Can you imagine being in any one of these situations - either as the one suffering or as a husband, a wife, a father, a mother? No health insurance, no preparation, and in some of these cases they don't have the fullness of the Gospel of Jesus Christ! I can't imagine what these people must be going through, but I know that I could never be okay in a situation like that without the knowledge I have of the Gospel and Heavenly Father's plan for us. I would never be able to feel comforted without the companionship of the Holy Ghost, and the peace that comes after Priesthood blessings.
Here, we have been sick so much in the past few months. Thatcher's had really awful colds with ear infections, sore throat, the works. They last for weeks and he's had it three times now. Levi had a cold, got over it, then came down with this Bronchiolitis/RSV/Ear Infection combo and has had a really rough time with it.
Evan's been on and off really sick with a nasty cold and now the flu. And it's easy to start to feel bad for yourself sometimes! But in the midst of all these brothers and sisters around me who are going through so much more than I pray I will ever have to go through, I can only feel gratitude for our many many blessings. I can only hold my family closer and pray with all my heart that they will be protected and that we will be able to make many, many memories together. I can only tell them I love them more and try to live each day like it's the greatest blessing of all, because really, each day is a wonderful, beautiful gift from our Heavenly Father!
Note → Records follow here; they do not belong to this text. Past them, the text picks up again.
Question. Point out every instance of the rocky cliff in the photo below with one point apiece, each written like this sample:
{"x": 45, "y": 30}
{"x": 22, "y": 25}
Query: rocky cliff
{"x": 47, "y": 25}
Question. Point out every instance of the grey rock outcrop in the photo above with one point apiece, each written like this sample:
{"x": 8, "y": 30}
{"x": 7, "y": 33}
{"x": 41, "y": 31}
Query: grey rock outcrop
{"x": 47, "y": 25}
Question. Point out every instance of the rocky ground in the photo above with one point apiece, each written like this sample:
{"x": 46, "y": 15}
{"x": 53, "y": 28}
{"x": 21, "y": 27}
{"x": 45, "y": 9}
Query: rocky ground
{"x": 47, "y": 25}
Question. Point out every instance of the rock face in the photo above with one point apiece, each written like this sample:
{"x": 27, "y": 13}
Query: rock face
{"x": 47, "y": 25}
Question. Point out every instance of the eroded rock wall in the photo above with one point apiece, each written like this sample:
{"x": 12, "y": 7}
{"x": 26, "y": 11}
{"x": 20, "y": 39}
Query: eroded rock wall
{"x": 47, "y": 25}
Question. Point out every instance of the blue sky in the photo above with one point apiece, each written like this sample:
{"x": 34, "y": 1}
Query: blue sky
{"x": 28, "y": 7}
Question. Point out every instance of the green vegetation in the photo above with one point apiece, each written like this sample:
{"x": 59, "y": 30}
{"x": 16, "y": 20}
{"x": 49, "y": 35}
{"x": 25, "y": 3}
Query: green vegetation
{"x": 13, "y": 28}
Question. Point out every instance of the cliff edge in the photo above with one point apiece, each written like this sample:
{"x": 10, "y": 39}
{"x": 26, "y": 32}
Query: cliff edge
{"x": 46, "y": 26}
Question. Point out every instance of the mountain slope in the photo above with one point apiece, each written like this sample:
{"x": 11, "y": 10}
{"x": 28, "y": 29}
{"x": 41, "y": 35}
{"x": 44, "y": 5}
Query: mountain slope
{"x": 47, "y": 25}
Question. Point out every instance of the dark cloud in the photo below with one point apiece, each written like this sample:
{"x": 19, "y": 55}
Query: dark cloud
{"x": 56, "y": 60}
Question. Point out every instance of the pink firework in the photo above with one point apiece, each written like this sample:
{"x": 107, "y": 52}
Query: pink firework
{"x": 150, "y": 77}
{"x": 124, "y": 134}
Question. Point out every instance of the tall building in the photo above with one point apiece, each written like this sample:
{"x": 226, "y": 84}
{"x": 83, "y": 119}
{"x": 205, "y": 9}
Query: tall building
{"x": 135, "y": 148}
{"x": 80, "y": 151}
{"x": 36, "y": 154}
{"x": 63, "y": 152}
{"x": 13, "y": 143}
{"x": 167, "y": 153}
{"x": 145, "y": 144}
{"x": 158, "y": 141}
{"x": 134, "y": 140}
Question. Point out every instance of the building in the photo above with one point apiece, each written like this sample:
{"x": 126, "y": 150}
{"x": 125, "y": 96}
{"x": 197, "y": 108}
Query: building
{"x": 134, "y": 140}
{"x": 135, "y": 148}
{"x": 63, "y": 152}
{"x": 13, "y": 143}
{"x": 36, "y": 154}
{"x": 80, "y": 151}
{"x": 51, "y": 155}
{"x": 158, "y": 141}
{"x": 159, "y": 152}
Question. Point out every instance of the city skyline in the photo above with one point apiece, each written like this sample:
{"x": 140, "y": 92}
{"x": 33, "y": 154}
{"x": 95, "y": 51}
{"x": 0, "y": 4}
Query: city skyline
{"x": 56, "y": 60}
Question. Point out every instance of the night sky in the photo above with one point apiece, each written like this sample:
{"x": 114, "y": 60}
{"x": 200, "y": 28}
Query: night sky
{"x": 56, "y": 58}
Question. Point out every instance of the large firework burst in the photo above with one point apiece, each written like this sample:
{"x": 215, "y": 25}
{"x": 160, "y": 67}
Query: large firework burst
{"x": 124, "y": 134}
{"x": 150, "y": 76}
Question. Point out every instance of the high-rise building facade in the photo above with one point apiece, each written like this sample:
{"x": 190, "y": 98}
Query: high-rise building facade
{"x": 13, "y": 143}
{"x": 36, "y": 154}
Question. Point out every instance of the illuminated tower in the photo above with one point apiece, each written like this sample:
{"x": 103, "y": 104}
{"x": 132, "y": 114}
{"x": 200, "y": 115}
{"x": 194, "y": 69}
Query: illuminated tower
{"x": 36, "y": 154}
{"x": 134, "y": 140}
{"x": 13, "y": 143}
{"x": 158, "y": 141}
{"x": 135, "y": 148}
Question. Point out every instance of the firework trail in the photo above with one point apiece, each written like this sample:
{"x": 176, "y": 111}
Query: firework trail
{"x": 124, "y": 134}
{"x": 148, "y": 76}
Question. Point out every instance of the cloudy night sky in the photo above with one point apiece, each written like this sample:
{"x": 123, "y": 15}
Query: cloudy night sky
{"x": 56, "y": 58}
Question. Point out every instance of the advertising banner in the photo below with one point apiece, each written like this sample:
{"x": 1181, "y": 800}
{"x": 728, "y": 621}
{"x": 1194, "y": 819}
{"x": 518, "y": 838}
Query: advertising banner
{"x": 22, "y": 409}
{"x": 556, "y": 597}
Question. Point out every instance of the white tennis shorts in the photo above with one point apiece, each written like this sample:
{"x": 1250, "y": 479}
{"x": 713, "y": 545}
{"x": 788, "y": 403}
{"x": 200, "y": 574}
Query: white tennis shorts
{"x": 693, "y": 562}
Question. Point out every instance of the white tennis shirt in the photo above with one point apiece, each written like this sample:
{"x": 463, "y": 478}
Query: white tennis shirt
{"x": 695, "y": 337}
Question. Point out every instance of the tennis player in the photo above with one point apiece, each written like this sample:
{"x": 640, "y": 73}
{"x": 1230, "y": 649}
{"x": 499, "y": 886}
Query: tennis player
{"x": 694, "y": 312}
Tomorrow is never guaranteed.
I've been reminded so much of several General Conference talks lately, especially Elder Bednar's talk on "Tender Mercies" and Elder Claudio R.M. Costa's talk, "Don't Leave for Tomorrow What You Can Do Today." In Elder Costa's talk he reads a poem, and I'd like to share that here.
It is entitled “Tomorrow Never Comes” and is based upon a poem by Norma Cornett Marek.
"If I knew this would be the last time I would watch you sleep,
I would hug you tighter. I would plead with the Lord to protect you.
If I knew this would be the last time I saw you walk out the door,
I would hug and kiss you and call you back to hug and kiss you one more time.
If I knew this would be the last time I would hear your voice in prayer,
I would record every gesture, every look, every smile, every one of your words,
So that I could listen to it later, day after day.
If I knew this would be the last time,
I would spend an extra minute or two to tell you, “I love you,” instead of assuming you already knew it.
If I knew this would be our last time, our last moment,
I would be by your side, spending the day with you instead of thinking,
“Well, I’m sure other opportunities will come, so I can let this day go by.”
Of course there will be a day to revise things,
And we would have a second chance to do things right.
Oh, of course there will be another day for us to say, “I love you.”
And certainly there will be another chance to tell each other, “Can I help with anything?”
But in my case, there isn’t one!
I don’t have you here with me, and today is the last day we have—our farewell.
Therefore I would like to say how much I love you,
And I hope you never forget it.
Tomorrow is not promised to anyone, young or old.
Today might be your last chance to hold tight to the hand of the one you love and show all you feel.
If you are waiting for tomorrow, why not do it today?
Because if tomorrow never comes, you certainly will regret for the rest of your life
Not having spent some extra time for a smile, a conversation, a hug, a kiss,
Because you were too busy to give that person what ended up being their last wish.
Then hug tight today the one you love, your friends, your family, and whisper in their ears how much you love them and want them close to you.
Use your time to say, “I’m sorry,” “Please,” “Forgive me,” “Thank you,” Or even, “That was nothing,” “It’s all right,”
Because if tomorrow never comes, you will not have to regret today.
The past doesn’t come back, and the future might not come!"
I know I am learning my lesson and I am hugging the ones I love a little tighter. I am working so hard to never, ever take a moment I have with loved ones for granted. I am trying to say "I love you" more and with more intent. I am praying in a new way, with more fervor and thought.
Thank you Heavenly Father, we are so blessed.